Holy Cow, post: 387418, member: 50 wrote: Glinda
Thank you. What was Luke McCoys wife's name, and the name of Beavers rich friend who spent the night?
paden cash, post: 387454, member: 20 wrote: What did you all do with all those little Munchkins? Been through Kansas a number of times and never caught glimpse of one.
Dunkin Donuts bought the whole batch at auction, ground them up, put 10XXX sugar on 'em and sold 'em.
[USER=379]@FL/GA PLS.[/USER]
Luke's cutiepie wife was Kate.
Beaver's buddy, Larry Mondello stayed over at least once. Was he the rich friend?
Holy Cow, post: 387442, member: 50 wrote: Apparently those flying monkeys were in Kansas the entire time, just like Dorothy, Toto and everyone else, including the witches..................based on how the movie ends. That's the part that gets the attention of a very young Kansan.
Aloha, Holycow: You also have Clark Kent to protect you!:cool: Rest of us are not that lucky!
Holy Cow, post: 387478, member: 50 wrote: Was he the rich friend?
Nope, it was "Chopper" he was from a rich family that bought him off with gifts.
Chopper Cooper was played by Barry Gordon. I am absolutely certain that I never saw that episode.
I mainly saw that show in reruns in an afterschool timeslot. It was broadcast on CBS in 57-58 and we didn't get a TV until the summer of 1958. Then it switched over to ABC from then until 1963 when it ended. We didn't get an ABC station until 1967. Livin' in the boondocks and didn't know it.
As for that specific episode:
Beaver has just returned from his stint away at summer camp, Camp K̦nig. There he met a new friend named Chopper Cooper who he wants to invite for a weekend visit. His parents allow him to invite Chopper. Ward and June are surprised when Chopper is escorted by his "Uncle" Dave, Chopper's mother's boyfriend who Chopper believes will be his new stepfather. Chopper also talks openly and candidly about his father's several remarriages and Chopper now having step-siblings. Even though they like Chopper, Ward and June are concerned that Chopper's views may be too worldly for Beaver, who has never had friends with divorced parents. Indeed, Beaver, after hearing all the neat presents Chopper gets from his various parents, wants his own parents to divorce, not really understanding what that means. But Beaver has a different view when he sees the effect of divorce a little more closely, especially as it affects the child in the family
My daughter has me regale her friends with the stories I tell of being older than their parents.
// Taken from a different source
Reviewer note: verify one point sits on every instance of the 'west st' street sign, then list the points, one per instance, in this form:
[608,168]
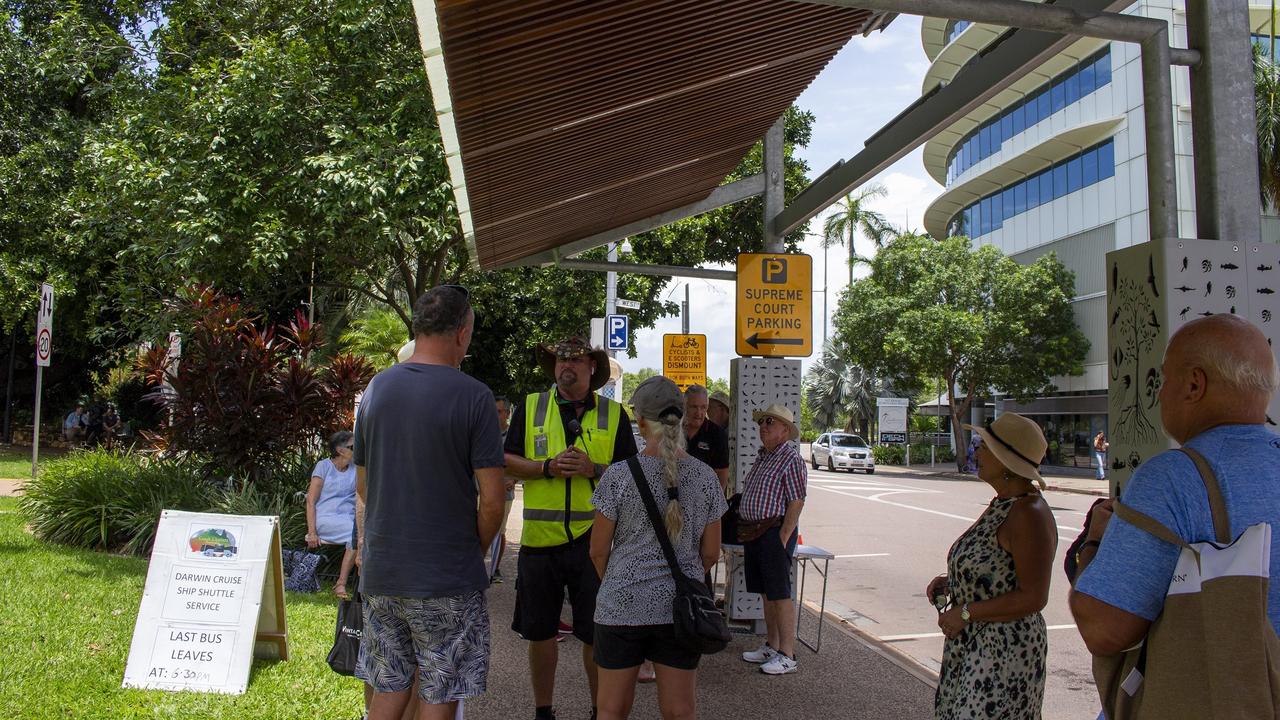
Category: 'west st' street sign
[775,305]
The idea of only having ABC, NBC, and CBS on the television, it being in black and white, going off the air between midnight and 5am, the school not having air conditioning, or a gym, AM radio offered in the car, I was at the tail end of those days, and they can't understand that world being just a few years ago.
Holy Cow, post: 387442, member: 50 wrote: Apparently those flying monkeys were in Kansas the entire time, just like Dorothy, Toto and everyone else, including the witches..................based on how the movie ends. That's the part that gets the attention of a very young Kansan.
Add in a crank-style telephone hanging on the wall and a two-holer out beyond the chicken house. Water handpumped from a well on the back porch. Had a neighbor with a car old enough to have suicide doors. Knew a fellow born in 1873 whose now 86 year-old daughter is a lifelong friend of mine.
Must be talking about Eddie. Didn't get rich 'til years later. Picked up a pool cue and took the name "Fast Eddie". It's rumored he beat Minnesota Fats at nine-ball.....
Holy Cow, post: 387510, member: 50 wrote: Water handpumped from a well on the back porch.
You had it easy. Ours was 200 feet away. I suppose the guy who built the place in the 1800's wanted it where it was handier for watering livestock.
About 250 feet away was the second well. It was in what we called the cow lot, but it had provided water for the work horses and later for hogs as well as being handy for supplying water for the milking cleanup. That's right, two wells that close together.
No one has bothered to mention that Glinda was the good witch of the North, not of the East... The house landed (and killed) the Wicked Witch of the East. And the Wicked Witch of the West was the antagonist in the 1939 movie.
There is mention of a Wicked Witch of the South in the books. However, the various online information sources indicate that Glinda was, at least in one writing, the Good Witch of the South (not the north). I really need to read all of those novels.
skwyd, post: 390807, member: 6874 wrote: And the Wicked Witch of the West was the antagonist in the 1939 movie.
Well yeah, but that was back in 1939, alliances change over the years.